What is the purpose of this change?

Adds Dataverse direct mode to the existing backend/doi. Set host + dataset_pid and rclone addresses a single Dataverse dataset directly over the Native API, skipping doi.org resolution — so rclone mount/copy/tree work on any dataset by host + persistent ID, with the dataset's folder structure and human-readable names preserved.

Note on history: this opened as a standalone backend/dataverse and was reworked into backend/doi per review. The original low-level implementation had a per-(file,format) presigned-URL cache (TTL from X-Amz-Expires), singleflight first-touch dedup, and a bytes=0-0 mode-detection probe. Folding into backend/doi and moving to the standard plumbing dropped all three in favour of a single redirect-following GET plus an in-place resuming reader — simpler, and the cache/probe stopped earning their complexity on the shared read path. The description below reflects what's actually in the diff; the standalone backend is gone and this is a single commit on top of backend/doi.

rclone config create dv doi \
    host=https://demo.dataverse.org \
    dataset_pid=doi:10.5072/FK2/ABCD
rclone mount --read-only dv: /mnt/dataset

host + dataset_pid together select Dataverse direct mode (no provider needed). One remote == one dataset.

Why direct mode (vs doi.org resolution). The existing doi-Dataverse provider resolves a registered DOI through doi.org. Direct mode skips resolution, so it reaches installs whose PIDs aren't globally registered (registration carries recurring per-agency costs some institutions skip), local/staging/pre-prod stacks, and unpublished drafts whose PIDs aren't resolvable yet. Works across PID schemes — DOI (doi:), Handle (hdl:), PermaLink (perma:, local PIDs added in Dataverse 5.14, expanded in 6.2).

Authentication. New token option (X-Dataverse-Key). Optional — blank is guest access (public datasets and files); a token is only needed for restricted files, drafts, or owner-only datasets. The token is attached to Dataverse API/list/read calls and stripped on the cross-host redirect to S3, so it never reaches the storage host.

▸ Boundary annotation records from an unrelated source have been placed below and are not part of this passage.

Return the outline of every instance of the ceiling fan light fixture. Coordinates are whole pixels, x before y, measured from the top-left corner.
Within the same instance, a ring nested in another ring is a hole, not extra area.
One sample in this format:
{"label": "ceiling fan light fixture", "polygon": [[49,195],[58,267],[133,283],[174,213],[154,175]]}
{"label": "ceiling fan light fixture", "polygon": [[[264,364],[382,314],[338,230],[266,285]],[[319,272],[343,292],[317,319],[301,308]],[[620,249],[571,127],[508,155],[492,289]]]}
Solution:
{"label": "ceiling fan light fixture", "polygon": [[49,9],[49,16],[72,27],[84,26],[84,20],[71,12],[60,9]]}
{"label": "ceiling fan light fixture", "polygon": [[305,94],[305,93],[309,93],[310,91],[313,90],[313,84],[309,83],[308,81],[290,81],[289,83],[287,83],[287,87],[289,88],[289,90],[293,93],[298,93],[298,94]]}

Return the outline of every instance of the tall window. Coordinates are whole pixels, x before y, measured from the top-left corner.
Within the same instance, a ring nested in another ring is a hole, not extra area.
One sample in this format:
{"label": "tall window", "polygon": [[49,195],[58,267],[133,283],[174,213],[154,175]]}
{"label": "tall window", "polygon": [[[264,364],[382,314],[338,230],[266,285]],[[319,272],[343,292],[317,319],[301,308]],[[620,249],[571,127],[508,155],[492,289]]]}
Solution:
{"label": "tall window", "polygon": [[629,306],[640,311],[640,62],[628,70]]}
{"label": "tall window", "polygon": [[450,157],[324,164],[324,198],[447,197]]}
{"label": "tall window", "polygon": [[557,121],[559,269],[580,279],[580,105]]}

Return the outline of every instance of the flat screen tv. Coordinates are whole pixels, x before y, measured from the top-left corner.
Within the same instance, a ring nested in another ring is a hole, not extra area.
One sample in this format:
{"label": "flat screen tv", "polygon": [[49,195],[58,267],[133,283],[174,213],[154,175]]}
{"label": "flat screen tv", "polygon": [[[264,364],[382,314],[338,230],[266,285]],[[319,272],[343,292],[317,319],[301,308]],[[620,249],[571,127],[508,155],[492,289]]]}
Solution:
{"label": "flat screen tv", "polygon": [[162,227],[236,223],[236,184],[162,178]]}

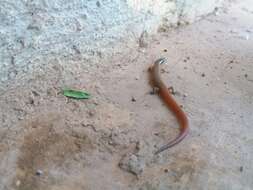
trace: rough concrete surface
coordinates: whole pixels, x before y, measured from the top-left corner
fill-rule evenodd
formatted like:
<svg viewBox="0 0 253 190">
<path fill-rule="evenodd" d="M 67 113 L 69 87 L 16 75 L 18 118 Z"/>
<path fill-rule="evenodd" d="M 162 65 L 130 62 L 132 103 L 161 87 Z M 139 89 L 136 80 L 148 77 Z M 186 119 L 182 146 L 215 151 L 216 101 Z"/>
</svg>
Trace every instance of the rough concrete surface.
<svg viewBox="0 0 253 190">
<path fill-rule="evenodd" d="M 115 43 L 197 20 L 220 5 L 221 0 L 1 0 L 0 83 L 48 57 L 111 56 Z"/>
<path fill-rule="evenodd" d="M 252 19 L 245 0 L 149 40 L 121 39 L 111 56 L 26 50 L 33 66 L 0 88 L 0 189 L 251 190 Z M 60 42 L 55 50 L 64 52 Z M 162 77 L 191 131 L 155 156 L 178 133 L 173 115 L 150 93 L 147 69 L 161 56 L 168 59 Z M 65 87 L 92 98 L 68 99 Z"/>
</svg>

Reads (rewritten for direct mode). The shared Object.Open now reads through a redirect-following http.Client off the pacer: one GET to the Dataverse access endpoint, following the 302 to the S3-direct presigned URL and stripping the X-Dataverse-Key on the cross-host hop so it never reaches the storage host; proxy-mode instances return the bytes directly (200/206). This replaces the previous lib/rest read, which only re-issued once on a stray Location and never sent a token. There's no mode-detection probe and no presigned-URL cache — the URL is minted fresh by Dataverse on each open, so it's never stale at open time; content caching stays in rclone's VFS/transfer layers. Native-API-only, so it stays agnostic to Dataverse's storage driver (local FS, S3, Swift, …).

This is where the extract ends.